À quelques pas, le chasseur kentuckien se promenait silencieusement le fusil sur l’épaule, comme une sentinelle qui veille à l’exécution de sa consigne.

Tout à coup le crayon tomba des mains du dessinateur, dont un nuage soudain couvrit les yeux.

Blanche et légère comme un flocon de la vapeur matinale qu’on aperçoit sur l’azur du ciel, Rosarita se tenait à moitié cachée sous les plis de la portière de sa tente.

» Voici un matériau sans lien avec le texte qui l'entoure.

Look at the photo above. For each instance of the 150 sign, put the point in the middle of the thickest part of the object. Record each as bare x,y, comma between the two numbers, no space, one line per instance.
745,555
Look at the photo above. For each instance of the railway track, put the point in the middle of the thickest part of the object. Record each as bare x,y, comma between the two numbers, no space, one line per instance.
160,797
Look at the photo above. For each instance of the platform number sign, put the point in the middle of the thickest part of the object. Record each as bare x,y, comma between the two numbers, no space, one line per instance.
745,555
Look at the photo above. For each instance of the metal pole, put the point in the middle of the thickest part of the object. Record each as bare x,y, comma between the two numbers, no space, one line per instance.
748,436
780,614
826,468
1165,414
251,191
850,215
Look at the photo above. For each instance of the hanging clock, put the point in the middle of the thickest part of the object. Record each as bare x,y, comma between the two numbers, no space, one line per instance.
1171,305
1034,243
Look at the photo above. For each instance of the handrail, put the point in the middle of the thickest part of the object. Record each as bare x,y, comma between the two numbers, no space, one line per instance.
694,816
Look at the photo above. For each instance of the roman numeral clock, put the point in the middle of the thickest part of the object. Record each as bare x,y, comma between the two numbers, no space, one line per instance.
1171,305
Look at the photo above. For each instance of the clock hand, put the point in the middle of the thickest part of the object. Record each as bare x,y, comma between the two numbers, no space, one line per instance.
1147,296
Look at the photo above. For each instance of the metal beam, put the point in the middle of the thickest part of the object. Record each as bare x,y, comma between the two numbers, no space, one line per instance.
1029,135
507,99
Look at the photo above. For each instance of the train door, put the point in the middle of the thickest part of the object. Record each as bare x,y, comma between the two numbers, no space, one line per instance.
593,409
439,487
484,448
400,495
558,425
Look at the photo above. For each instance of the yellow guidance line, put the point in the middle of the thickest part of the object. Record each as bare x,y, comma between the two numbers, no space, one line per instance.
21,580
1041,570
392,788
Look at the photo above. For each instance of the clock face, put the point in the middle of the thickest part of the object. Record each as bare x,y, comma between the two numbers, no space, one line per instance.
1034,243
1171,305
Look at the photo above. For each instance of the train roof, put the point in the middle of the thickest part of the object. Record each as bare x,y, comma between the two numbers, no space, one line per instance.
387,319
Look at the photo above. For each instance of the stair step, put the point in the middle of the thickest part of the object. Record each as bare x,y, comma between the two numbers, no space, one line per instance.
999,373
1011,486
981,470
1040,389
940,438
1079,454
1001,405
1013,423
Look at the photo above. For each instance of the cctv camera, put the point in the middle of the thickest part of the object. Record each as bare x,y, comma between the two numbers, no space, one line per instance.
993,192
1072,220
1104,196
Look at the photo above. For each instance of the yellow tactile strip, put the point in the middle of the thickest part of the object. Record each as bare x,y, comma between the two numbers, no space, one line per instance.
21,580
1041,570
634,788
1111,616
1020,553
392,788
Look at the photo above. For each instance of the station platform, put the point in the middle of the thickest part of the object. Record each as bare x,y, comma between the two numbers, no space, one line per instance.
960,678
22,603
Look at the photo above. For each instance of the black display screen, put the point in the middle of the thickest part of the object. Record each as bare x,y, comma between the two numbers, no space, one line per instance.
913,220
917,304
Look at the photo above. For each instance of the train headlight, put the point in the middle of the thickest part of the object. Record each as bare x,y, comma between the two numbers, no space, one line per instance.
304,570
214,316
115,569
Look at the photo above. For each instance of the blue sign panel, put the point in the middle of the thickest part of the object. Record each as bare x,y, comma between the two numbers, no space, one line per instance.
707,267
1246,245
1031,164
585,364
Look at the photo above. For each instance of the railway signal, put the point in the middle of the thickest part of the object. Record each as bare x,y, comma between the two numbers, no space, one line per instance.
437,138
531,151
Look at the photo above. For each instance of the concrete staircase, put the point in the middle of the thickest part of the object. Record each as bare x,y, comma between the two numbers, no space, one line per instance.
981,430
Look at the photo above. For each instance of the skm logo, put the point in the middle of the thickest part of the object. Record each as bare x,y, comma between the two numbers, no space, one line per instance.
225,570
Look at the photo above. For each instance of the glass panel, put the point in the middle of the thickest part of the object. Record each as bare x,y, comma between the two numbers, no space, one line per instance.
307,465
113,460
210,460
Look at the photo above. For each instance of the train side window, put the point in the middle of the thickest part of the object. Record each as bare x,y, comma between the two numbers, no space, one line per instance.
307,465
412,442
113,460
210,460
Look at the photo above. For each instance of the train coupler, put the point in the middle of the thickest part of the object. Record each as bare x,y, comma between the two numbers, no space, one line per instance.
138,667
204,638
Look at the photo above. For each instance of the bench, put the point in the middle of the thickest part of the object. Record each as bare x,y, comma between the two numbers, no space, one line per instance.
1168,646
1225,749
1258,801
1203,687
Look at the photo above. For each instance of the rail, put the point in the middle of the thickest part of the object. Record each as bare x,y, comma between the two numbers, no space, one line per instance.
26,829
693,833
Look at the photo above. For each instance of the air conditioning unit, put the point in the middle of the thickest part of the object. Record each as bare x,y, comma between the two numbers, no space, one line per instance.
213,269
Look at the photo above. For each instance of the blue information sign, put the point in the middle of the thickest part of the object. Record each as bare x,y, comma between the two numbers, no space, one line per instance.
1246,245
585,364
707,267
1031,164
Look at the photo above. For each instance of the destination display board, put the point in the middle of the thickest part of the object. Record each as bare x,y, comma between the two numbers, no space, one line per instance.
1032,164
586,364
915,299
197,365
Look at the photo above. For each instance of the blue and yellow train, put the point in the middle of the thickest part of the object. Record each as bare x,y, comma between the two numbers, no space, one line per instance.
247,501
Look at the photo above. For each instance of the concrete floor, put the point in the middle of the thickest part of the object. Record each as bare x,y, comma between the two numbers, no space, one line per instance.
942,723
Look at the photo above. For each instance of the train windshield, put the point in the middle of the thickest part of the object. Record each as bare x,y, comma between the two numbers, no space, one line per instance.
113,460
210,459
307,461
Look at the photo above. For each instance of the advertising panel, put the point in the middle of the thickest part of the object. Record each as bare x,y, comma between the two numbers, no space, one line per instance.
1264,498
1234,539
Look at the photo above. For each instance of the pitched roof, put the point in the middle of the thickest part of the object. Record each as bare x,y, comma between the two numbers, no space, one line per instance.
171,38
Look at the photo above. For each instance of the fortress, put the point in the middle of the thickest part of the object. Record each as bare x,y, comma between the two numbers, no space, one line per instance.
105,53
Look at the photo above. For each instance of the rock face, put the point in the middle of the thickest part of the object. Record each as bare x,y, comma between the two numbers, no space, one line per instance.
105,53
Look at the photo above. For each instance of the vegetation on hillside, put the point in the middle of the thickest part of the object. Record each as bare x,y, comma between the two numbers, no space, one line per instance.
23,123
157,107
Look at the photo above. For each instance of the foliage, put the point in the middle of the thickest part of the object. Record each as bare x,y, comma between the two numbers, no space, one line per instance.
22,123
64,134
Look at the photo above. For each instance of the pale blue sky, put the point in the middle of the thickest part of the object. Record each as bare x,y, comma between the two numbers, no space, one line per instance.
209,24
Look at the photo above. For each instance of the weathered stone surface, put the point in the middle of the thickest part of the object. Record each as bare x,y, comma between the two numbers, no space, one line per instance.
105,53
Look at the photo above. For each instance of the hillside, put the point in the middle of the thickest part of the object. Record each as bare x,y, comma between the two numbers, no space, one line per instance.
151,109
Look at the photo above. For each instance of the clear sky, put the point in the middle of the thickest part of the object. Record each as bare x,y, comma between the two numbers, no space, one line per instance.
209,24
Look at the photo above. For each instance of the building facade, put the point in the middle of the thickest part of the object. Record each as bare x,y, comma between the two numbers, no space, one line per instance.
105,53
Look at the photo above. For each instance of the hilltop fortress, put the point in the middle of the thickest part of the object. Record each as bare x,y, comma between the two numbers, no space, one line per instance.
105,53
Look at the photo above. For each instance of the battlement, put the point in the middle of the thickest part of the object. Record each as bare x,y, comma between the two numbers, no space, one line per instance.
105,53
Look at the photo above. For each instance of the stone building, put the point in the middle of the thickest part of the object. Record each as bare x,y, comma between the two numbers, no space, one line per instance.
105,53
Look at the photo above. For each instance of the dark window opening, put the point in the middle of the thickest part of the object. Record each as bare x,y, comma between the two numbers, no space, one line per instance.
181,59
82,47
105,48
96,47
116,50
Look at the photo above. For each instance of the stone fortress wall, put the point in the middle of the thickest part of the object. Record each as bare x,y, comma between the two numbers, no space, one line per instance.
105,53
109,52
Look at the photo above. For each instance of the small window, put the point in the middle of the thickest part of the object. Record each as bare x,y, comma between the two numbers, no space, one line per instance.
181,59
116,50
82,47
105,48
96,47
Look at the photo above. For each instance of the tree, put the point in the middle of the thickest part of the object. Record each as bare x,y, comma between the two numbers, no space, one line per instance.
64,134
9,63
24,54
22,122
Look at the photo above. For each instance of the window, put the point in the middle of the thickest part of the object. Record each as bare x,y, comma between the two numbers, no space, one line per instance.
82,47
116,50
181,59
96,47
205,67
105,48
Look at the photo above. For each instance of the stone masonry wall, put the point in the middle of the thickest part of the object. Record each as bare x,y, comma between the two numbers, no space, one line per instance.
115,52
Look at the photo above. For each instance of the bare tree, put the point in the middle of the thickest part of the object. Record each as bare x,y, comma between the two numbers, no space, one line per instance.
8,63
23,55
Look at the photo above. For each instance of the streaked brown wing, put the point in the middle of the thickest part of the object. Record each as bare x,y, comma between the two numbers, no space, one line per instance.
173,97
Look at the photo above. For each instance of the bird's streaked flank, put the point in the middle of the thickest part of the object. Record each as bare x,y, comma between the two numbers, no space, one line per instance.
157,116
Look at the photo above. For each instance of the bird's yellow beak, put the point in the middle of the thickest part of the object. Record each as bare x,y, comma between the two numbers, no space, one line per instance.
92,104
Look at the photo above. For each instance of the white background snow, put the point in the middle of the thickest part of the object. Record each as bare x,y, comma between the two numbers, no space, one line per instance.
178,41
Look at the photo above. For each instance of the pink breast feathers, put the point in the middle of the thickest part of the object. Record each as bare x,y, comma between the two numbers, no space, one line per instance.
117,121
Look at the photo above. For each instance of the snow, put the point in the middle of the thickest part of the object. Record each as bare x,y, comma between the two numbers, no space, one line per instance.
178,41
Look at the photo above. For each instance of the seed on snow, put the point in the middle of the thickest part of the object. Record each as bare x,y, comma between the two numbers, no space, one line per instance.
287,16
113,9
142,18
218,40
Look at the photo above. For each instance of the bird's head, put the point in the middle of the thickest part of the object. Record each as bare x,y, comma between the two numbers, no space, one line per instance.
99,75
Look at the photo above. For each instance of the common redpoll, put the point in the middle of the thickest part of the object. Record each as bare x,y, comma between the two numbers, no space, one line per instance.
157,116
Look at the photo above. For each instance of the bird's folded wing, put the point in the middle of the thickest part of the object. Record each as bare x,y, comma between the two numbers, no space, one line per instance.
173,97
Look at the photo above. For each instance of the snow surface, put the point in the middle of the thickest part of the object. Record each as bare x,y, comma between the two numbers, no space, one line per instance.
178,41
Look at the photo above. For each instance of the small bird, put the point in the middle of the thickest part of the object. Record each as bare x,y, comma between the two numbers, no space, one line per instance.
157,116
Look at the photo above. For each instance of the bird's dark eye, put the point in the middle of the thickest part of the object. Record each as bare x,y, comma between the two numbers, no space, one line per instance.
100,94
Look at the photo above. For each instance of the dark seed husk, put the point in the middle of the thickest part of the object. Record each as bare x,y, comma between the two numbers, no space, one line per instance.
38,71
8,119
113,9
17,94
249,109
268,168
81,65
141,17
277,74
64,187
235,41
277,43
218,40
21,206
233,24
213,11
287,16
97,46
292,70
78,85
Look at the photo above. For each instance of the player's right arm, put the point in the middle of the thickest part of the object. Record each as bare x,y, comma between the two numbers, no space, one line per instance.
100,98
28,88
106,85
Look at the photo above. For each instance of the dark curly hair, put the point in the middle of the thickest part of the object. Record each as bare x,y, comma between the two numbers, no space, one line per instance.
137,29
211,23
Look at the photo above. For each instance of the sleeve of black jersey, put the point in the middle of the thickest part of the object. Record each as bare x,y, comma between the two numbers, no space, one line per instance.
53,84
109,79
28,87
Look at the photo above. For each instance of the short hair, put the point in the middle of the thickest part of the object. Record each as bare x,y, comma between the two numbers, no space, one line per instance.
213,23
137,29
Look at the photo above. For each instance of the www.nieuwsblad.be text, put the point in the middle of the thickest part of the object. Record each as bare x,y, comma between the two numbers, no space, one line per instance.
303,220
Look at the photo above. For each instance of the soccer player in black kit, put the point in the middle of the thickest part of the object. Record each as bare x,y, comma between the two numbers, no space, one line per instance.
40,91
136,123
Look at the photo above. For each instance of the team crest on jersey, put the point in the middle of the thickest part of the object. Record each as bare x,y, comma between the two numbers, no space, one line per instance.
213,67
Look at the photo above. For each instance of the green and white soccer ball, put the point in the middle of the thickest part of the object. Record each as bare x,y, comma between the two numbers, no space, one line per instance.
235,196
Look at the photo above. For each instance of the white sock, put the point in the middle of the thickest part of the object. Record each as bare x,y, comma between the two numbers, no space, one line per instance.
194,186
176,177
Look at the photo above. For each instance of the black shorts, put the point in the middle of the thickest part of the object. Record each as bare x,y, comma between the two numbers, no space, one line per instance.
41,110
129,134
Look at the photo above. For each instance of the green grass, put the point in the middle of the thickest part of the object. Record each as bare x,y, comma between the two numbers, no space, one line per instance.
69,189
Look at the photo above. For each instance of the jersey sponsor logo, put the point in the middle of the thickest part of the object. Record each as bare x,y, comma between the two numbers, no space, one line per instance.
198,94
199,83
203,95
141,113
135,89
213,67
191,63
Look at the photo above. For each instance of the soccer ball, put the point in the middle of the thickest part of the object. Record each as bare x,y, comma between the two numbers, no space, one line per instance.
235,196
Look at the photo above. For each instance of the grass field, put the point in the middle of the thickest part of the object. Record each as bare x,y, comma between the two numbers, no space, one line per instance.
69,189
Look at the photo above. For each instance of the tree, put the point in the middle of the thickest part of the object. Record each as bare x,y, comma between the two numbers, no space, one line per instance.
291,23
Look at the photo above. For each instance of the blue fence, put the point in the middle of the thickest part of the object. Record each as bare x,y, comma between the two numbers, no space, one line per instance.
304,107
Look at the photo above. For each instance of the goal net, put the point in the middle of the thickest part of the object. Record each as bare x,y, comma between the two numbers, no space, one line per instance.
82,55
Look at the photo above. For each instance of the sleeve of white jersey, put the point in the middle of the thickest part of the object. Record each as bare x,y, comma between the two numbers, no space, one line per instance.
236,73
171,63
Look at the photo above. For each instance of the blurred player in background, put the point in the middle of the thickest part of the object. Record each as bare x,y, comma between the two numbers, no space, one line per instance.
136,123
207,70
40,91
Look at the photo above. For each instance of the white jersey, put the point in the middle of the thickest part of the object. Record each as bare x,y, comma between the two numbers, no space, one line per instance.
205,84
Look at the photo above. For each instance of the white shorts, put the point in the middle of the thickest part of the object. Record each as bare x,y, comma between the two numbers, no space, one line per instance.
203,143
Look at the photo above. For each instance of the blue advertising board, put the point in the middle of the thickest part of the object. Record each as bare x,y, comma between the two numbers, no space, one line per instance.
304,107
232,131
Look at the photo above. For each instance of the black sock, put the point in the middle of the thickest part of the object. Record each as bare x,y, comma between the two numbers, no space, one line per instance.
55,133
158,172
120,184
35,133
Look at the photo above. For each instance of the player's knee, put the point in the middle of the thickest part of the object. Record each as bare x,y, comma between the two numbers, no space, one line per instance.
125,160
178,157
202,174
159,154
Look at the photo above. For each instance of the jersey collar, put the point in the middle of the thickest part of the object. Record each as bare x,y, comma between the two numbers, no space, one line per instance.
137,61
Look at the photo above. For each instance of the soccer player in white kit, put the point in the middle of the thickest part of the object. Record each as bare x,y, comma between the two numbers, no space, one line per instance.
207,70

Ses tresses dénattées couvraient ses épaules nues d’une gerbe de cheveux ondés.

La vue de l’étranger, qui fixait sur elle des regards remplis d’admiration, la fit disparaître aussitôt derrière le pan de soie bleue ; mais sa charmante image n’en flottait pas moins devant les yeux du jeune Anglais.

Il serra son album et ses crayons, et appela son garde du corps.

« Wilson ! dit l’Anglais.

– Sir ! répondit Wilson en s’approchant.

– Il y a près d’ici un danger qui me menace.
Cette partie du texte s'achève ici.